Google has so far refused officially to confirm the visit, which was reported by the Associated Press and Wall Street Journal as being part of a humanitarian mission led by former New Mexico governor Bill Richardson.
The U.S. State Department criticized the visit, stressing that no American officials were accompanying the "private" mission.
"Frankly we don't think the timing of this is particularly helpful... in light of recent actions by (Pyongyang)," spokeswoman Victoria Nuland said, referring to North Korea's widely condemned long-range rocket launch last month.
Pyongyang defended the launch as a purely scientific mission aimed at placing a satellite in space, but the international community saw it as a disguised ballistic missile test that flagrantly violated U.N. resolutions.
Nuland said that Schmidt and Richardson would be traveling in an "unofficial capacity" and "they are not carrying any messages from us."
Richardson has been to North Korea a number of times in the past 20 years and has been involved in negotiating the release of U.S. citizens detained in the country.
He was last in Pyongyang in 2010 when he met North Korea's chief nuclear negotiator in an attempt to ease tensions after the North shelled a South Korean border island.
Reports of the latest mission emerged just weeks after North Korea confirmed it had arrested a U.S. citizen of Korean descent and said he would be formally prosecuted for unspecified crimes against the state.

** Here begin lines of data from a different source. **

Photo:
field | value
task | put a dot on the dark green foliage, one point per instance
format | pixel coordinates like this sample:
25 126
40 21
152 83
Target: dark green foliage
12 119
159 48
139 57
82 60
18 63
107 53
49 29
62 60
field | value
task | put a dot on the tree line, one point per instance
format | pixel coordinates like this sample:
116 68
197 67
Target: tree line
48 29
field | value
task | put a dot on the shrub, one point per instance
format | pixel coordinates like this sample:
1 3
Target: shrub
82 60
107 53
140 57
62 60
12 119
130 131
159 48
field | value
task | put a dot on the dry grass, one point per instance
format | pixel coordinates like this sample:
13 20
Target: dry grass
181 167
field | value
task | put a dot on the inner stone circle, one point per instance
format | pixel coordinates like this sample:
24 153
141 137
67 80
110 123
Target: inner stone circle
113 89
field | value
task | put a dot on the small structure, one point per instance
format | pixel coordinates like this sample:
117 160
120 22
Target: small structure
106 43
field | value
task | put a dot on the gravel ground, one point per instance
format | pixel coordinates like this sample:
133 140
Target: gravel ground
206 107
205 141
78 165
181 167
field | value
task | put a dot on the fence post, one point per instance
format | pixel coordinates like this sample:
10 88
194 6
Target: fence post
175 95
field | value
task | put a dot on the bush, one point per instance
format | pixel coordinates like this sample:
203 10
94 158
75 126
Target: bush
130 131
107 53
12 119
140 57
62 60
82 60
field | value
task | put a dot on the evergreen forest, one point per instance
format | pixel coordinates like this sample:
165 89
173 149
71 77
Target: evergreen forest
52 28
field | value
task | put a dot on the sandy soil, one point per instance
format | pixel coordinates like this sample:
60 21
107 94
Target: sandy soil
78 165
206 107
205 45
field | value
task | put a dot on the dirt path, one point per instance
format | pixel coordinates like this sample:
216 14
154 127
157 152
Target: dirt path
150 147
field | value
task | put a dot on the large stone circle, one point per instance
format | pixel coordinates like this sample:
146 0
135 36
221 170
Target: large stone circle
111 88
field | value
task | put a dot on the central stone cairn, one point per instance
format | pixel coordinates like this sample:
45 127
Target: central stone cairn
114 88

In the past, Pyongyang has agreed to hand over detainees to high-profile delegations led by the likes of former U.S. president Bill Clinton, and some observers suggested it may have specifically requested Schmidt's participation.
North Koreans are largely isolated from external news and information sources and very few citizens have access to a computer, let alone the Internet.
Google is present in neighboring China, where it has long struggled with government censors. In 2010 it effectively shut down its Chinese search engine, re-routing mainland users to its uncensored site in Hong Kong.